Nelle grotte dell’isola, la foca monaca tra realtà e leggenda
Il mammifero frequentava la costa ogliastrina negli ultimi anni solo qualche avvistamento
È il nostro mostro di Loch Ness. Ma solo perché attorno ne è nata una leggenda che fa parlare da decenni e puntualmente ci sono avvistamenti che danno speranza salvo poi essere smentiti. Certo, le similitudini poi finiscono qui. Perché rispetto alla creatura scozzese, la foca monaca è un mammifero dall'aspetto così dolce, con occhi curiosi e baffoni al seguito. E poi perché la foca monaca, da queste parti, fino a un po’ di tempo fa c'è stata davvero. Eccome. Basta chiedere ai pescatori dell'Ogliastra, che per tutto il Novecento hanno convissuto con le foche tra le acque di Cala Gonone. Nella costa est della Sardegna, praticamente l'unica frequentata dai mammiferi ora a rischio estinzione, le grotte ogliastrine sono sempre state il rifugio prediletto.

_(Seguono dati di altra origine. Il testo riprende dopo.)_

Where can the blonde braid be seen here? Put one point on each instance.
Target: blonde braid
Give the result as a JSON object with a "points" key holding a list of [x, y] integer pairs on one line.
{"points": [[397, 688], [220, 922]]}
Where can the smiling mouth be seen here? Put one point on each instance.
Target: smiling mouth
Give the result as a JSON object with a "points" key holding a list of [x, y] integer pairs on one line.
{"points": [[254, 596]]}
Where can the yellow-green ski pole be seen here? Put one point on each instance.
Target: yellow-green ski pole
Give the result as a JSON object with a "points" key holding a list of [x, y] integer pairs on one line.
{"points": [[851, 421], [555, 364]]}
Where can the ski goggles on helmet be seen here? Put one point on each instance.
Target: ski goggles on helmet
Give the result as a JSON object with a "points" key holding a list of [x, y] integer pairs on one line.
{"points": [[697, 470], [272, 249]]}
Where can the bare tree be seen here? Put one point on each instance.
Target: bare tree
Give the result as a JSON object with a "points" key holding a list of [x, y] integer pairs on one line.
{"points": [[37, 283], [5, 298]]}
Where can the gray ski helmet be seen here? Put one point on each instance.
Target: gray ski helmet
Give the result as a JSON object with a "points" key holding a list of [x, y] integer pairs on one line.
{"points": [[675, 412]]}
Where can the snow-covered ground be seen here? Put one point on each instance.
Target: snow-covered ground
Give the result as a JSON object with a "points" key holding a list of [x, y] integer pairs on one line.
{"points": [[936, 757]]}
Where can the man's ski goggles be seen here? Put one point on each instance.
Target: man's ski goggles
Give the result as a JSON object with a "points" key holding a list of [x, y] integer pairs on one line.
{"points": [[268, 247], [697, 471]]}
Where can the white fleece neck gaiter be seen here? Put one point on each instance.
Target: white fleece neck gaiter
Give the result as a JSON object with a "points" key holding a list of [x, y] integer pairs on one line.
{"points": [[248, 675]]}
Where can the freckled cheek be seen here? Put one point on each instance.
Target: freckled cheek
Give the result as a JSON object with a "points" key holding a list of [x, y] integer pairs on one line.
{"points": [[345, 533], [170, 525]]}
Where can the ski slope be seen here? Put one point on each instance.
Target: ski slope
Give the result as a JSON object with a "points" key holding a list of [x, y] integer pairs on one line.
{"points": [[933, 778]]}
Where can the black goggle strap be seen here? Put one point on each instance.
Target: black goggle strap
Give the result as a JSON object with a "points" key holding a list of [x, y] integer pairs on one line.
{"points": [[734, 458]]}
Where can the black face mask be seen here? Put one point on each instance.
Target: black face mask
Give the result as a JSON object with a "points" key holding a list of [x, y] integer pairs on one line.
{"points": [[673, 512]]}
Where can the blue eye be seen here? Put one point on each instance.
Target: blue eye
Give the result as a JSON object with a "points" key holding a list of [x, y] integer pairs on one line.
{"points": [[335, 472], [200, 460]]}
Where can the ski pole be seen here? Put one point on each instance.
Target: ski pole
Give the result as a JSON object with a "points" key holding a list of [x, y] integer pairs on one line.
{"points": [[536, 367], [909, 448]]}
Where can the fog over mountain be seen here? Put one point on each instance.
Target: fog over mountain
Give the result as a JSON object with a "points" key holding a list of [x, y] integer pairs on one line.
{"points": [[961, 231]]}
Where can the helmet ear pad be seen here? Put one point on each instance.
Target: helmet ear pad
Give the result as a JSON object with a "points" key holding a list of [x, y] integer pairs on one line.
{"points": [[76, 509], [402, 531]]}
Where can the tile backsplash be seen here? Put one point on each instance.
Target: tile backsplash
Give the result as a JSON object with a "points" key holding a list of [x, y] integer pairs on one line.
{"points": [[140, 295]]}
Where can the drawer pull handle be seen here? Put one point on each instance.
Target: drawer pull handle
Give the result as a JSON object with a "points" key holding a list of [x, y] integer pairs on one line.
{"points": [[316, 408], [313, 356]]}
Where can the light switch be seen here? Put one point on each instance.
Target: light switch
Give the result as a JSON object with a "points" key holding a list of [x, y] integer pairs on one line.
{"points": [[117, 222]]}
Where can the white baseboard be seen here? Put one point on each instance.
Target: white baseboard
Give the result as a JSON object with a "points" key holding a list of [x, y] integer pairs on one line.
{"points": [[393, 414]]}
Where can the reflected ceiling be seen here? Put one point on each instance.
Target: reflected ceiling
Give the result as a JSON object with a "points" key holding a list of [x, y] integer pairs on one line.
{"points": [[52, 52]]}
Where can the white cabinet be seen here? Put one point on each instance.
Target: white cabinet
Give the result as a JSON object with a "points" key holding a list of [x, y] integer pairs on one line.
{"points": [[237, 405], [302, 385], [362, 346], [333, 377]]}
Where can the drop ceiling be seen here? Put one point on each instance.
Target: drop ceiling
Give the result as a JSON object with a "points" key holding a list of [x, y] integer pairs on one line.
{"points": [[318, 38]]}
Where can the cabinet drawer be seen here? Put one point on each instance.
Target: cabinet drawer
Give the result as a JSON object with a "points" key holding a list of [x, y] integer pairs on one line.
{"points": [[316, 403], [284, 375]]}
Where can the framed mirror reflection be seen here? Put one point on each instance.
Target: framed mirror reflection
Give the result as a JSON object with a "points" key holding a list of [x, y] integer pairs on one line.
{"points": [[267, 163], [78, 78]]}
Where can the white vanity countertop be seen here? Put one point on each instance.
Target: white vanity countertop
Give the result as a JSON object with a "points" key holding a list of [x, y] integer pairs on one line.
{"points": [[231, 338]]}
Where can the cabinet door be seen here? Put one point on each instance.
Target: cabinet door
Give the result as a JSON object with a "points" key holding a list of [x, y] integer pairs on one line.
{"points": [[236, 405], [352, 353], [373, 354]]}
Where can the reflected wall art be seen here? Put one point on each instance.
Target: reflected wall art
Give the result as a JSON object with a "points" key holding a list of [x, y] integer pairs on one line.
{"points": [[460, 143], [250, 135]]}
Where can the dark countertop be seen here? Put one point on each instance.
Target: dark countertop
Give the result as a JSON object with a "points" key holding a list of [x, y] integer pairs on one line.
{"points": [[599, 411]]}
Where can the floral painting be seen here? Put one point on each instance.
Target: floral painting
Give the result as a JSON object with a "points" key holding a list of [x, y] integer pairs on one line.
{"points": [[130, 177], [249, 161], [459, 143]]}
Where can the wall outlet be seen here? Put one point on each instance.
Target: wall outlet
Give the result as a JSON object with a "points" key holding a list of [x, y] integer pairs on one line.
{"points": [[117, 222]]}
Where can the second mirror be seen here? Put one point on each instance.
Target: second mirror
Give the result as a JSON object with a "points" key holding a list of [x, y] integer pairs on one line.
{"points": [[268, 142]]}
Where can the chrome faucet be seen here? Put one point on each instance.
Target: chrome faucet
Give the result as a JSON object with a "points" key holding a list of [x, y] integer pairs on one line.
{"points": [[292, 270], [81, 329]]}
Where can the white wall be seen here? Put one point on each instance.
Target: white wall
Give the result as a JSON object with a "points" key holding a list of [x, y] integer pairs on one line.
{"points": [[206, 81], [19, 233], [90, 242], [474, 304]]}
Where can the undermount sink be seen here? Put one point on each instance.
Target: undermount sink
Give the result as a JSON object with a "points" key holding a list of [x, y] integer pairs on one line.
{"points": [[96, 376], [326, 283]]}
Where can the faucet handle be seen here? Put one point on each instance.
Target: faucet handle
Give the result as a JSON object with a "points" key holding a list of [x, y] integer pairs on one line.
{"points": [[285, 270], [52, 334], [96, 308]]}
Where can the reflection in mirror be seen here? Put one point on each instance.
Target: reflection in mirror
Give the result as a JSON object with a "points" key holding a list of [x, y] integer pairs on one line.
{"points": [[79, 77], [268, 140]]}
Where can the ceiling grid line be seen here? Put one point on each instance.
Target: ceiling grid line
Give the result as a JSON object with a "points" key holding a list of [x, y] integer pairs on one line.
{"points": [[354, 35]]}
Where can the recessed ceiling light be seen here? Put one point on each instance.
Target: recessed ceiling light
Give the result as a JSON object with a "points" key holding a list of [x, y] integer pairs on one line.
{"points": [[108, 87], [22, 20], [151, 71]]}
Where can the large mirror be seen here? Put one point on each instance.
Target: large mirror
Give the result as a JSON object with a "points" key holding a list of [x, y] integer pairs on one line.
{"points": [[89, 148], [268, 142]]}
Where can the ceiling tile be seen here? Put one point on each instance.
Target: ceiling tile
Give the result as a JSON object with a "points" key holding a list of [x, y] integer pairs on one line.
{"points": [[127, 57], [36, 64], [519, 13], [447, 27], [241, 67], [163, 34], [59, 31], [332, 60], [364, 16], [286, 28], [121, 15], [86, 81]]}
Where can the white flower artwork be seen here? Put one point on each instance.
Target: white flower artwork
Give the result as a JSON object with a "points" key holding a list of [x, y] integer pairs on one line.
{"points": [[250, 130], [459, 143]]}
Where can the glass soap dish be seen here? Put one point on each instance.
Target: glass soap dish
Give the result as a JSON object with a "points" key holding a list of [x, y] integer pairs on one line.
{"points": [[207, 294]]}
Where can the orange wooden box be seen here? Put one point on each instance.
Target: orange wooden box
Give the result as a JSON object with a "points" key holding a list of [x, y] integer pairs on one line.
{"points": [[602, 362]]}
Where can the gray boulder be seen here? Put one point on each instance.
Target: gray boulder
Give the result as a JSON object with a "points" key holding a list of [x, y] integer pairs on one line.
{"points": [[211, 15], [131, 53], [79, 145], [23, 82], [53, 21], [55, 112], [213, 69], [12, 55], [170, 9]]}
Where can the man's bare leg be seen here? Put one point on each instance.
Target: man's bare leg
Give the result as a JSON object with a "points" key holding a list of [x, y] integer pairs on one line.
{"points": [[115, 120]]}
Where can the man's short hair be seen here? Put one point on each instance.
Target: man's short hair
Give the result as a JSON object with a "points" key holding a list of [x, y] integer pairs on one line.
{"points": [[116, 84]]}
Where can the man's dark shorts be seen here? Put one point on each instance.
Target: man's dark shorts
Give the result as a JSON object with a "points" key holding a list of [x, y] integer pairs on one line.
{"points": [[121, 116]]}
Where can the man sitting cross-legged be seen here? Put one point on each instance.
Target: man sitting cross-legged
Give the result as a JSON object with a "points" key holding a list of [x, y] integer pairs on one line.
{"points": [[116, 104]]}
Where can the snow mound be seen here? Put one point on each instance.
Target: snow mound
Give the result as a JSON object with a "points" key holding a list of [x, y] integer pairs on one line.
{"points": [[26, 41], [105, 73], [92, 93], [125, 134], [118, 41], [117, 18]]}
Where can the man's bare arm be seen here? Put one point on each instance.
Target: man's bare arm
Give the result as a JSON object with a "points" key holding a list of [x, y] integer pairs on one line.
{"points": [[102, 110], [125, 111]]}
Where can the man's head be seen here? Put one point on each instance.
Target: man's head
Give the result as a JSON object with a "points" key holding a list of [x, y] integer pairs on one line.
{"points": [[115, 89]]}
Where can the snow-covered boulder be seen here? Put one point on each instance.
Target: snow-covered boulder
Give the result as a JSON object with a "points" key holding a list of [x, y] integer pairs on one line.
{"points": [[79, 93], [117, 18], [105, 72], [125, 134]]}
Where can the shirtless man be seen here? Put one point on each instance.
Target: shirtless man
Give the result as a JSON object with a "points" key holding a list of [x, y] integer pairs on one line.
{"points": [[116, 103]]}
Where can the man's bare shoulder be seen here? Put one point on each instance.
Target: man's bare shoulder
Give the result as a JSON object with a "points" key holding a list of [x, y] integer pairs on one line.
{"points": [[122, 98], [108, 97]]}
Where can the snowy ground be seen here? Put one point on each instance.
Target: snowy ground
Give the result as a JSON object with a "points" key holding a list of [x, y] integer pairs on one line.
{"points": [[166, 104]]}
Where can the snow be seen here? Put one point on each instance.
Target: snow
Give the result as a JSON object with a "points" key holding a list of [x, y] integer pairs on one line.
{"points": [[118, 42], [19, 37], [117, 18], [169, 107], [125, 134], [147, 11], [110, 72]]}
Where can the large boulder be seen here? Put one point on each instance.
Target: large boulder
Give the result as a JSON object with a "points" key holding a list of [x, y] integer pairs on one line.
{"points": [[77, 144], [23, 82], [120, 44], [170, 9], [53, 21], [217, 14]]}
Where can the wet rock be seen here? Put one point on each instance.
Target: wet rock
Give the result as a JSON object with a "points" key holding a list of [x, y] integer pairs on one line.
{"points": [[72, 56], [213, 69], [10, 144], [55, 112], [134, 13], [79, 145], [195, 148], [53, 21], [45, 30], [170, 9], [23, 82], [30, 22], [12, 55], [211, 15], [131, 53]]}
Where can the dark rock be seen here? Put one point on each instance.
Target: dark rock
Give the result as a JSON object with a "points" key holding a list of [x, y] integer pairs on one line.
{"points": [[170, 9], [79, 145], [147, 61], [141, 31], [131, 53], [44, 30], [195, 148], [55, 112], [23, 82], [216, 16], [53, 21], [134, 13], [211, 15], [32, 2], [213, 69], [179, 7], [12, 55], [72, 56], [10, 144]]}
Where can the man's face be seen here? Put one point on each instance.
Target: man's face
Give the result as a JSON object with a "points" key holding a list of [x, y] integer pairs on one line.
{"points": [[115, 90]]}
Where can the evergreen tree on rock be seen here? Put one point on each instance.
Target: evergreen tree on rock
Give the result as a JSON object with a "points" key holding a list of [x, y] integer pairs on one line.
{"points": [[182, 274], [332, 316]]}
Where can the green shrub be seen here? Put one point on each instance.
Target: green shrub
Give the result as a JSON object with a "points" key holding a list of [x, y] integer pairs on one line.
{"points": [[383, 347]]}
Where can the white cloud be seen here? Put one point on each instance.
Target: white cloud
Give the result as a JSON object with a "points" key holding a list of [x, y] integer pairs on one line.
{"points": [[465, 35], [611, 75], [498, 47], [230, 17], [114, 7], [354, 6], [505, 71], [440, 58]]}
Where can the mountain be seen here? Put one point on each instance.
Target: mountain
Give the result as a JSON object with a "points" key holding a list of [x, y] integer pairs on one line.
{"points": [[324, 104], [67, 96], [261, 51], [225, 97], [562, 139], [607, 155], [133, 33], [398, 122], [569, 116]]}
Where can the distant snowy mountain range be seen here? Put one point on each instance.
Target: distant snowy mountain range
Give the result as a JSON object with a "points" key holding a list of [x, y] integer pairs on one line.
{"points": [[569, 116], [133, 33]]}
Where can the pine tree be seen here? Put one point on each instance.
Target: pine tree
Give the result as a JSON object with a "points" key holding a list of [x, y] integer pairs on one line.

Il segno del passaggio stabile delle foche monache ce lo restituiscono oggi alcuni toponimi popolari rimasti nel tempo. La grotta del Bue Marino, al centro del golfo di Orosei, battezzata così proprio per il soprannome dato a quell'animale marino, così mite da sembrare un bue. L'ultima frequentazione assidua delle coste sarde è attestata dagli studiosi attorno agli anni '80. Quando dalle parti di Cala Gonone, ma anche su fino alla Gallura, nelle acque nuotavano poche decine di foche monache. Poi le cose sono cambiate. «Buffa e simpatica, è una delle specie di foca più rare e l’unica presente nel Mediterraneo — così è descritta dal Wwf —. È considerata una delle 100 specie di mammiferi più minacciati al mondo. Può raggiungere i 2,5 metri di lunghezza e i 300 kg di peso». L'organizzazione mondiale che si occupa della conservazione della natura aveva provato negli anni '70 a istituire un gruppo per la tutela del mammifero. Oggi però i numeri sono esigui. Tra le coste portoghesi, nordafricane e a oriente, anche se si continuano a segnalare avvistamenti, negli ultimi anni, nel Tirreno e nell'Adriatico, restano meno di 700 esemplari. «Nel Mediterraneo, è stata oggetto di costante ostilità da parte dell’uomo e in particolare dei pescatori che, in passato, vedevano in lei un acerrimo competitore — così spiega il Wwf —. Ciò ha favorito l’attuale comportamento estremamente schivo e diffidente di questa specie. Un tempo veniva cacciata anche per le pelli e il grasso, che veniva trasformato in olio. In tutto il Mediterraneo è molto rara e in declino numerico anche a causa del disturbo da parte del turismo nei siti di riproduzione, soprattutto con le imbarcazioni da diporto. In alcune aree resta il problema della persecuzione con uccisione illegale e la cattura accidentale con le reti da pesca».
A Cala Gonone e zone limitrofe erano circa 40 le specie certificate che vivevano, mangiavano e si riproducevano tra il mare aperto e le grotte. Più di cinquant'anni fa i primi studi vennero condotti da padre Antonio Furreddu, sacerdote di Baunei che passò alcuni giorni a diretto contatto con i mammiferi nella grotta del Fico. Gli esperti scientifici tendono a diffidare dalle teorie di un ritorno stabile della foca dalle parti della Sardegna. In proposito, intervistato dalla Nuova, si era detto del tutto scettico uno degli ultimi conoscitori diretti di foche monache, Nino Romano, pescatore 82enne dorgalese di adozione ma ponzese di nascita. «Ma non scherziamo! Quella non può essere una foca. Ho visto il video. I movimenti, il colore. No, la foca è tutta un’altra cosa», aveva detto. Poi però ci sono studi, come quello promosso da One ocean foundation pubblicato nel 2023, dal titolo poco interpretabile: “La foca monaca è tornata in Sardegna”. Questo secondo rilevamenti nel Canyon di Caprera che sembrerebbero aver registrato passaggi dei mammiferi per alimentarsi.